En 1940, Otto et Elise Hampel, résidant à Berlin, distribuaient furtivement des cartes postales dans les boîtes aux lettres. « Que sommes-nous devenus ? Un troupeau de moutons ! », écrivaient-ils au dos. Arrivé au pouvoir depuis sept ans, Hitler avait déjà dépecé les institutions démocratiques, supprimé les libertés civiles, réprimé toute opposition. Pendant deux ans, jusqu’à leur arrestation en 1942, le couple berlinois, condamné à mort et exécuté, a écrit 285 cartes, une tâche dérisoire, pour contester le régime impitoyable auquel ils faisaient face. Leur histoire inspirera à l’écrivain allemand Hans Fallada « Seul dans Berlin », un récit paru en 1947 à partir des archives de la Gestapo, et considéré par Primo Levi comme l’« un des plus beaux livres sur la résistance allemande antinazie ».
Cette résistance, si ténue soit-elle, reste d’actualité dans les autocraties, quelle que soit leur nature, où les systèmes modernes de surveillance ont encore appesanti le contrôle étroit exercé sur toute voix dissidente.
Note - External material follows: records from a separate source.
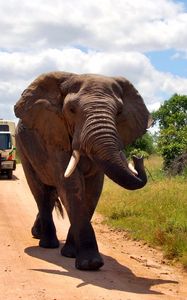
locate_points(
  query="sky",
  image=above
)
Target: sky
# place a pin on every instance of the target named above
(144, 41)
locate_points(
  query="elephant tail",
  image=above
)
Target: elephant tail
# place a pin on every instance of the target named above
(59, 208)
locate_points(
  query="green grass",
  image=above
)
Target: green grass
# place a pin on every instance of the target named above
(157, 213)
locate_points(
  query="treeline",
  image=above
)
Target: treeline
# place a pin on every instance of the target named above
(170, 141)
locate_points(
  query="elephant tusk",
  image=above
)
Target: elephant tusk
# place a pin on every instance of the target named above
(72, 163)
(131, 167)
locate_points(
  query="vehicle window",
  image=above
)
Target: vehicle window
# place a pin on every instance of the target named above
(5, 141)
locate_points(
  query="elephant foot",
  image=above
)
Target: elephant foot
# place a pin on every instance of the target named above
(49, 243)
(36, 232)
(68, 250)
(89, 261)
Comment s’oppose-t-on dans un pays soumis à l’arbitraire d’un pouvoir qui ne souffre aucune contestation ? Pourquoi continuer à vouloir exprimer ses désaccords face au rouleau compresseur de la propagande et de la répression lorsqu’on est minoritaire et isolé ? Comment vit-on dans son propre pays avec le sentiment d’être seul(e) au milieu des siens ?
Le texte ci-dessus est le chapeau du premier épisode d’une enquête en trois parties publiée par Le Monde et signée par la journaliste Isabelle Mandraud. Cette série est consacrée à trois immenses pays (la Russie, la Chine et l’Algérie) où des hommes et des femmes continuent à résister, souvent seuls, à des systèmes qui ne tolèrent guère la contestation.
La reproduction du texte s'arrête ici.